Canada’s biggest energy producers now face the same prospects of shrinking budgets and declining profit as their smaller rivals as prices drop for what’s already the world’s cheapest oil.
Producers including Suncor Energy Inc. (SU) and Canadian Natural Resources Ltd. (CNQ), which each fell the most in at least three years yesterday, operate in one of the most expensive places on earth to produce oil. If crude prices continue sinking following OPEC’s decision not to cut global oil supplies, Canada’s producers big and small will have to tighten their belts to prepare for declining profits.
“This is a pretty big shock,” said Justin Bouchard, an analyst at Desjardins Securities Inc. in Calgary. “There’s no question there’s going to be a slowdown. Even the big guys will have to look at their capital spending plans.”

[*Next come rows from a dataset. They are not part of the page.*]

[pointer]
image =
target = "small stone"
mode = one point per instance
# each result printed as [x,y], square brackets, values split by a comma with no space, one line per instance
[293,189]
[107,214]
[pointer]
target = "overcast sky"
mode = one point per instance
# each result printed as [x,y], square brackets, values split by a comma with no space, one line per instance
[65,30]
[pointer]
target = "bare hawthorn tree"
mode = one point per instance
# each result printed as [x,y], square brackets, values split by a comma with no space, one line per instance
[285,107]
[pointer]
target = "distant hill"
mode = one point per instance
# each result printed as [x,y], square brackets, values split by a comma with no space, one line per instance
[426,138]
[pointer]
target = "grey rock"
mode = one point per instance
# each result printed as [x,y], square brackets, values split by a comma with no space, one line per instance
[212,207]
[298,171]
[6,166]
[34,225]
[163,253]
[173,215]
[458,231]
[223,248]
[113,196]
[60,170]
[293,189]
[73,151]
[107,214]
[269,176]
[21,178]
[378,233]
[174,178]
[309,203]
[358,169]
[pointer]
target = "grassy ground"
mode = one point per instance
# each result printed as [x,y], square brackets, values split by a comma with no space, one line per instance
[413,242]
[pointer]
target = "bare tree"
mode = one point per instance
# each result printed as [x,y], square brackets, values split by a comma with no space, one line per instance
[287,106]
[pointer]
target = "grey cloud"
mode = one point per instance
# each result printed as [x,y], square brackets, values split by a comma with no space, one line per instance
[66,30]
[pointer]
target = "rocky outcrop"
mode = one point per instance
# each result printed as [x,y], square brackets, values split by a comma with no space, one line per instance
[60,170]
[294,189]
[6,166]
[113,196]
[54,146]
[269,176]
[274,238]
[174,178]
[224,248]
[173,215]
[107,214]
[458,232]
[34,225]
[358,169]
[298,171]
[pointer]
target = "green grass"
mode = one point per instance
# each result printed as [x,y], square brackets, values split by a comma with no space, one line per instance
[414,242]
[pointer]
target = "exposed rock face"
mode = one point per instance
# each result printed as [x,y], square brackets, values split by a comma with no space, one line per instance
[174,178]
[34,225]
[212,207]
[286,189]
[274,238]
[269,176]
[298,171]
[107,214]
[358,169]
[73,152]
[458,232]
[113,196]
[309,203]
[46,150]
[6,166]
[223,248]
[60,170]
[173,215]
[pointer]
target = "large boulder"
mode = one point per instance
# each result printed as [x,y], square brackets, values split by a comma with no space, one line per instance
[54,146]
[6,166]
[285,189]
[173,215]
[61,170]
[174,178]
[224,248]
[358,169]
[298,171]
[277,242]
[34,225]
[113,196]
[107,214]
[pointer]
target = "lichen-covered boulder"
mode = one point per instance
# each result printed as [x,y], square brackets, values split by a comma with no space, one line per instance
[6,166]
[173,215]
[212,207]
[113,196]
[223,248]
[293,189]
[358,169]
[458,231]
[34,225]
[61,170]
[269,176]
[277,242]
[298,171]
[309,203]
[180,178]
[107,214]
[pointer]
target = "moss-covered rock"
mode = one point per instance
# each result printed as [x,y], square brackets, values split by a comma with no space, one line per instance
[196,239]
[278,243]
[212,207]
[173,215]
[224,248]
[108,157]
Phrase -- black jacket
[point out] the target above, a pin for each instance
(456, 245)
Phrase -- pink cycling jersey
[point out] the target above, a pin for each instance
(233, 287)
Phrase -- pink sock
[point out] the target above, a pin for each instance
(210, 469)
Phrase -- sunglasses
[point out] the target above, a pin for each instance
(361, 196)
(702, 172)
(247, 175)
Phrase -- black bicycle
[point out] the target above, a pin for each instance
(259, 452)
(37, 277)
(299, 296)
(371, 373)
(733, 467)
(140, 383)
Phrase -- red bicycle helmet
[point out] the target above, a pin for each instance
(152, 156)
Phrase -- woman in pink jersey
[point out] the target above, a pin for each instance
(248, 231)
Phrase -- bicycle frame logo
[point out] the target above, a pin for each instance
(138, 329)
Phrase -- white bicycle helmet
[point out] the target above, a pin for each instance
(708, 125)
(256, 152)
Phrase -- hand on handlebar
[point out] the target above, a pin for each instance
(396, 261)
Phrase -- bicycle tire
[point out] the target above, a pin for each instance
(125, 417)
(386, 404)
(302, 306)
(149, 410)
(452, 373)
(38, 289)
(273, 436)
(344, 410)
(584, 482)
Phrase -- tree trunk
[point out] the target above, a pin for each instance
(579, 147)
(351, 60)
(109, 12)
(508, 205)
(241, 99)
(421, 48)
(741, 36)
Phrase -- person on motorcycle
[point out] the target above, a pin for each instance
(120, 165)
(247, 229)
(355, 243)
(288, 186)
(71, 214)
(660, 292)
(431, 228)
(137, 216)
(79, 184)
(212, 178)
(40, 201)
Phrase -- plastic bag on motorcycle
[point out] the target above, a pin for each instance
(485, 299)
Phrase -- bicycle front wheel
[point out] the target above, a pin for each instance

Western Canada Select, the Canadian benchmark, has lost more than a third of its value since June, in step with declines for West Texas Intermediate and the international gauge Brent. WCS traded yesterday at $55.94 a barrel, the lowest in the world.
Investors reacted by sending the 69-company Standard & Poor’s/TSX Composite Index Energy Sector Index down 5.1 percent, the most since August 2011. WTI sank as much as 8.1 percent and Brent fell as much as 8.4 percent after the announcement from the Organization of Petroleum Exporting Countries.